Fondateur Léo d'Orfer et Gustave Kahn
Date de fondation avril 1886
Date du dernier numéro 15 décembre 1900
Ville d’édition Paris

Rédacteur en chef Gustave Kahn, Félix Fénéon, Adolphe Retté, Tristan Klingsor...
ISSN 1149-9834

La Vogue est une revue littéraire française de la fin du XIXe siècle, instigatrice du mouvement symboliste en 1886.

Histoire de la revue[modifier | modifier le code]

Le premier numéro paraît au début du mois d'avril 1886 sous la direction de Léo d'Orfer (1859-1926) assisté de Gustave Kahn, deux amis de la même génération. En réalité il y eut trois premiers numéros : un numéro d'essai, sans doute datant du 1er avril, puis deux autres, respectivement datés 4 et 11 avril, avec quelques différences d'éditions dans les textes[1].

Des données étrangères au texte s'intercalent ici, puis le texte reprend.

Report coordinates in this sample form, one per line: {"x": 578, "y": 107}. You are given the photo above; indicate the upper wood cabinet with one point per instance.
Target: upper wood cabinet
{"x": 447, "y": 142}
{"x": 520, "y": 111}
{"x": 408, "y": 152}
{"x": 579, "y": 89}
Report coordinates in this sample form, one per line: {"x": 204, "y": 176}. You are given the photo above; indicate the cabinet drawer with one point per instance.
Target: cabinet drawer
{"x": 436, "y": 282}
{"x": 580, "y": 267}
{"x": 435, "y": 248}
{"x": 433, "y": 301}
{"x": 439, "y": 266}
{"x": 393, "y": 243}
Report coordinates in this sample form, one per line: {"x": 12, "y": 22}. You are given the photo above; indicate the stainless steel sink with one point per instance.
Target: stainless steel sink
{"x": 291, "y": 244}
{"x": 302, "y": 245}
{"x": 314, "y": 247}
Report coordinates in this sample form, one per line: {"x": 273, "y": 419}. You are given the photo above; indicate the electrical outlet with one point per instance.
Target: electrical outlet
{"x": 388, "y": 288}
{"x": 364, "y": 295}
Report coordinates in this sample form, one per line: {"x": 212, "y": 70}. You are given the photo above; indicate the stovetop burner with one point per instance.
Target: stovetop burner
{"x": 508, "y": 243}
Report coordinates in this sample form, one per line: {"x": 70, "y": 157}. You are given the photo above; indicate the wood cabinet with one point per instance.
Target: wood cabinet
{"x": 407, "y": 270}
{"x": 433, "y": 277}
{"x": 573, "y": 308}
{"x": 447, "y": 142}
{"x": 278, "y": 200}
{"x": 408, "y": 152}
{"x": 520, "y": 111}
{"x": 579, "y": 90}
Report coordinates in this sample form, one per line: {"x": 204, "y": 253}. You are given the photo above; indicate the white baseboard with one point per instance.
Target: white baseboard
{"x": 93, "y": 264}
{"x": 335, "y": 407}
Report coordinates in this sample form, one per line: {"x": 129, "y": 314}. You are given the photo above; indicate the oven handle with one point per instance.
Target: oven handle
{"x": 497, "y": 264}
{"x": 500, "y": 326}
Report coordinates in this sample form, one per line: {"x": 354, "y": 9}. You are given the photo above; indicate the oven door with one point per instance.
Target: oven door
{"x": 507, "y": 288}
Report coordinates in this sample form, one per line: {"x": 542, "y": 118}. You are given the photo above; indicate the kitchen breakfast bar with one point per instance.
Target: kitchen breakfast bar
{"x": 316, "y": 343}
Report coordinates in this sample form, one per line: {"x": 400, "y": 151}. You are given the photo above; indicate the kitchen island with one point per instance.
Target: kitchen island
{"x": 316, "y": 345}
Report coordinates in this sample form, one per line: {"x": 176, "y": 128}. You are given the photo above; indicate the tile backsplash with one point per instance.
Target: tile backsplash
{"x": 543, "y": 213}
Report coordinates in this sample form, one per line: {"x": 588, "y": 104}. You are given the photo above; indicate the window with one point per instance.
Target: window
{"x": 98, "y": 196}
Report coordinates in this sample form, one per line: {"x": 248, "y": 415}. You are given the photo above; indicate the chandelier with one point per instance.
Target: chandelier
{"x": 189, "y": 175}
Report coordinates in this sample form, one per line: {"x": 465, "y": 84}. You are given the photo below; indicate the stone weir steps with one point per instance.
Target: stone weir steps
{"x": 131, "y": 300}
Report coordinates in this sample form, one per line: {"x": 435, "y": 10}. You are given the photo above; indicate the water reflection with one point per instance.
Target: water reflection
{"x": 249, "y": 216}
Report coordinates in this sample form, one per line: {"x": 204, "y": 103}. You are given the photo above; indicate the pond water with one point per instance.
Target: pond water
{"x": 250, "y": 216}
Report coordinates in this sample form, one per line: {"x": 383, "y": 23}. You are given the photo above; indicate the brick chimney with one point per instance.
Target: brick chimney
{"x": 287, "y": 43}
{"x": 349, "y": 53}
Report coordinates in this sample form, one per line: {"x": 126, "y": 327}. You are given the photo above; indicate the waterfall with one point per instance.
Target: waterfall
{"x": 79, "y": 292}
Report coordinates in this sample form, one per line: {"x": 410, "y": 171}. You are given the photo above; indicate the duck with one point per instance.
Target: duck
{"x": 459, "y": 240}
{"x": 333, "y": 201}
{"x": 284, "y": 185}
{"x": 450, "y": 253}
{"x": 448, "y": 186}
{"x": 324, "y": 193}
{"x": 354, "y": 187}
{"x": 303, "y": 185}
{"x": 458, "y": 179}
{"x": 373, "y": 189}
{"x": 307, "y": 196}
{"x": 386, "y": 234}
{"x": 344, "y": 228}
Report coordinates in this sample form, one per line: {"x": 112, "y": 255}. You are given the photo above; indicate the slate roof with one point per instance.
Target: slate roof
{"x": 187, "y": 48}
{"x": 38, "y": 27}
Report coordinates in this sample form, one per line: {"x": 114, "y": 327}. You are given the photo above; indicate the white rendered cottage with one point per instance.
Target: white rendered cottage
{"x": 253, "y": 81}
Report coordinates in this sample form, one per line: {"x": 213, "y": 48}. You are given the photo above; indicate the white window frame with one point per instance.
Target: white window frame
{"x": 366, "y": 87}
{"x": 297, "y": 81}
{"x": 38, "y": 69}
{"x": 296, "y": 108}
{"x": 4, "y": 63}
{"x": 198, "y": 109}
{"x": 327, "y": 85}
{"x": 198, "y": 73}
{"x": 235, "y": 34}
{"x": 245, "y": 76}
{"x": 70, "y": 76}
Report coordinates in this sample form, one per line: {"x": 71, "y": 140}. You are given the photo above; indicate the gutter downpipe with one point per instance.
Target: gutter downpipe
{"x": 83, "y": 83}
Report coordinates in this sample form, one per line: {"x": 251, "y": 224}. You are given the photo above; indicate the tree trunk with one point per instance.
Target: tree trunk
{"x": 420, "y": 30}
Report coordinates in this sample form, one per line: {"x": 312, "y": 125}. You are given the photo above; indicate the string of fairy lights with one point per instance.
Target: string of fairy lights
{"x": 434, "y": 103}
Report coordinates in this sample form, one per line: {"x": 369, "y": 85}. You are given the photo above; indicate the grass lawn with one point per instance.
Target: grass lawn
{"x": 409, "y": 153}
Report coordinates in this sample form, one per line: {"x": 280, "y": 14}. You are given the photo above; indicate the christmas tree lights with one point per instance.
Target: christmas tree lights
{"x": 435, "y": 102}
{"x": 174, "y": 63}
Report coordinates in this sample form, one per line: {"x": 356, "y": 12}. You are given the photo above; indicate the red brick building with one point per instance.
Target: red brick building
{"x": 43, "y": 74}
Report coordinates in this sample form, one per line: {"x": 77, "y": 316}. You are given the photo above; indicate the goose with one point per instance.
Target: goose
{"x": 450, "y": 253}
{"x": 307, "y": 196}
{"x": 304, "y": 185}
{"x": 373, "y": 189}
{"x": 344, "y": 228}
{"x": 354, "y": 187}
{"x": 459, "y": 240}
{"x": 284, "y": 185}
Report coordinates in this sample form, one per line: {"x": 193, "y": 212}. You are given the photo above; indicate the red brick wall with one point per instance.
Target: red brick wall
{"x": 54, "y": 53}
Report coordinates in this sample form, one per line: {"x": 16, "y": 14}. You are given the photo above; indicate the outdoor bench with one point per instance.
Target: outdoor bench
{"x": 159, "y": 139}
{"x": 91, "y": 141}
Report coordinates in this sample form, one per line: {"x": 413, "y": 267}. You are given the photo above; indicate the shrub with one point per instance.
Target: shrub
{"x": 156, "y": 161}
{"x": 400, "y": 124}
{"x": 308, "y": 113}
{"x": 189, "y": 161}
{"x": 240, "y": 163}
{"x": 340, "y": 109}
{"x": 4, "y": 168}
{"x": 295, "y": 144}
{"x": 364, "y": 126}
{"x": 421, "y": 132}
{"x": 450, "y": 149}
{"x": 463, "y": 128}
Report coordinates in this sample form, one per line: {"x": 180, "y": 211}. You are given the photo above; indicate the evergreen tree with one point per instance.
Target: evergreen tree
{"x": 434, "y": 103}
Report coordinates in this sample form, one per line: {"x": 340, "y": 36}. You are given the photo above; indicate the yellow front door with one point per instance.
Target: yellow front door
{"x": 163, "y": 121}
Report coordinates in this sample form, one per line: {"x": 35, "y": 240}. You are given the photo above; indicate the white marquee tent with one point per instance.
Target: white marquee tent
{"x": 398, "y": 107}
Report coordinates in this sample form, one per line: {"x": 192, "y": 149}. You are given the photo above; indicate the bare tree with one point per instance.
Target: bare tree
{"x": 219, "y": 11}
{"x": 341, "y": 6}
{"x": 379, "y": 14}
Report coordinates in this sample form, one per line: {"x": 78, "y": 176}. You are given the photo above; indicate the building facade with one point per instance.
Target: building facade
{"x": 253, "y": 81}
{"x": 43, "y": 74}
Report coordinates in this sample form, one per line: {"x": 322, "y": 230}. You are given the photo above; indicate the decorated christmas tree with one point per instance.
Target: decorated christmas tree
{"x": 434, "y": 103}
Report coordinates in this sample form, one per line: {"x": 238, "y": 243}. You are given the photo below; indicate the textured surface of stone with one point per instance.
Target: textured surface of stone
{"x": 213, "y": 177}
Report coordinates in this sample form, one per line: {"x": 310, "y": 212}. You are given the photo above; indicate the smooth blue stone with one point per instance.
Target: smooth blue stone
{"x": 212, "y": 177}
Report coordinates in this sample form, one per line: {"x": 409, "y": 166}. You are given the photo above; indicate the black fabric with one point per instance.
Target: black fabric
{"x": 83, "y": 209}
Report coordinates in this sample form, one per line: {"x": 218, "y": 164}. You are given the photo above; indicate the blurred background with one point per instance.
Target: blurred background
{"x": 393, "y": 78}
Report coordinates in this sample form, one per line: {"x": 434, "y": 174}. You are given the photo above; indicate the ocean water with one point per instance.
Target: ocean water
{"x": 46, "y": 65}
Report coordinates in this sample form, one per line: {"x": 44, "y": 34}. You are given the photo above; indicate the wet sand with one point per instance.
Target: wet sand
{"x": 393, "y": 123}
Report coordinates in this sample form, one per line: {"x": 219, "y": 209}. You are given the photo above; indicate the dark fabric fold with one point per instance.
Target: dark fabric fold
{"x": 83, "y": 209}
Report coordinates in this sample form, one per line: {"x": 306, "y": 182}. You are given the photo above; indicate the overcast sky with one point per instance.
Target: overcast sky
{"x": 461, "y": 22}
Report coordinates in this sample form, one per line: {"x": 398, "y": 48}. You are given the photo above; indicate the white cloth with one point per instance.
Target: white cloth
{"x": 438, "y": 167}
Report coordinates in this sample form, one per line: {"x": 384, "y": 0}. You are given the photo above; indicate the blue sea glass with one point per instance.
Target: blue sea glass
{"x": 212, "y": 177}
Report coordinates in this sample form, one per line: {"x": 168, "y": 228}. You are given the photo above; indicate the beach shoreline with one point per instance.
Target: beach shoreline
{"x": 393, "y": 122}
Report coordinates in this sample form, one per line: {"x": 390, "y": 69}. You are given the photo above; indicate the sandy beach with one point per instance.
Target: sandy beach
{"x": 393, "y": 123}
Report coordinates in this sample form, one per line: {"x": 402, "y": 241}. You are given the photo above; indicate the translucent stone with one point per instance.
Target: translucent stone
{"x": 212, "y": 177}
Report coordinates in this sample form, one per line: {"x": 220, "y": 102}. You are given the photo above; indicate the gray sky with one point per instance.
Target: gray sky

Revue de 36 pages éditée in-18, sa parution est hebdomadaire, à savoir le lundi, et elle a ses bureaux chez Barbou, libraire au 41 rue des Écoles à Paris. C'est ce premier numéro qui révèle au public le poète Arthur Rimbaud (avec « Les premières communions ») aux côtés de Paul Verlaine ; on y trouve aussi des textes de Stéphane Mallarmé et de Jules Laforgue. Elle est le refuge des « poètes maudits », pour reprendre le titre d'un essai de Verlaine publié par La Vogue, mais plus largement des contemporains comme René Ghil, Paul Bourget, Édouard Dujardin, Jean Lorrain, Joris-Karl Huysmans, Charles Morice...

Elle est bientôt dirigée par Gustave Kahn seul, qui s'associe avec Félix Fénéon, lequel préfère Rimbaud par-dessus tout, et les deux hommes donnent à la revue une tendance exclusivement symboliste défendue par Jean Moréas. Déménageant au 4 rue Laugier, La Vogue prend ensuite comme sous-titre les mots « artistique, scientifique et sociale ». Quelques mois plus tard, en octobre, Kahn lance également Le Symboliste, un journal hebdomadaire qu'il fonde avec Moréas et Paul Adam et qui aura 4 livraisons.

Si son univers tourne autour des éditions de Léon Vanier sur le quai Saint-Michel, qualifiées opportunément de « bibliopole des symbolistes », La Vogue lance aussi ses propres éditions, publiant notamment Les Illuminations de Rimbaud, préalablement publiées dans les numéros 5 à 9 entre mai et juin 1886[2], et Le Concile féérique de Laforgue.

La parution de La Vogue cesse au bout de 31 numéros, le 3 janvier 1887.

Le titre est repris en juillet 1889, de nouveau par Gustave Kahn, qui a pour secrétaire de rédaction Adolphe Retté. Le siège est au 9 place des Vosges et il y eut très peu de numéros.

Puis, dix ans plus tard, elle est reprise du 15 janvier 1899 au 15 décembre 1900 (24 numéros mensuels) par Tristan Klingsor et Henri Degron qui s'installent d'abord au 54 rue des Écoles, salle du Parthénon. Elle absorbe en avril 1900 Anthologie-revue de France et d'Italie, et en septembre suivant Iris, revue des arts et du livre.

Notes[modifier | modifier le code]

  1. Notice du catalogue générale de la BNF, en ligne.
  2. La source se trouve en page 941 des « Notes, notices et variantes » établies par André Guyaux et Aurélia Servoni, pour l'édition des Œuvres complètes d'Arthur Rimbaud, Paris, Gallimard - Collection La Pléiade, janvier 2009.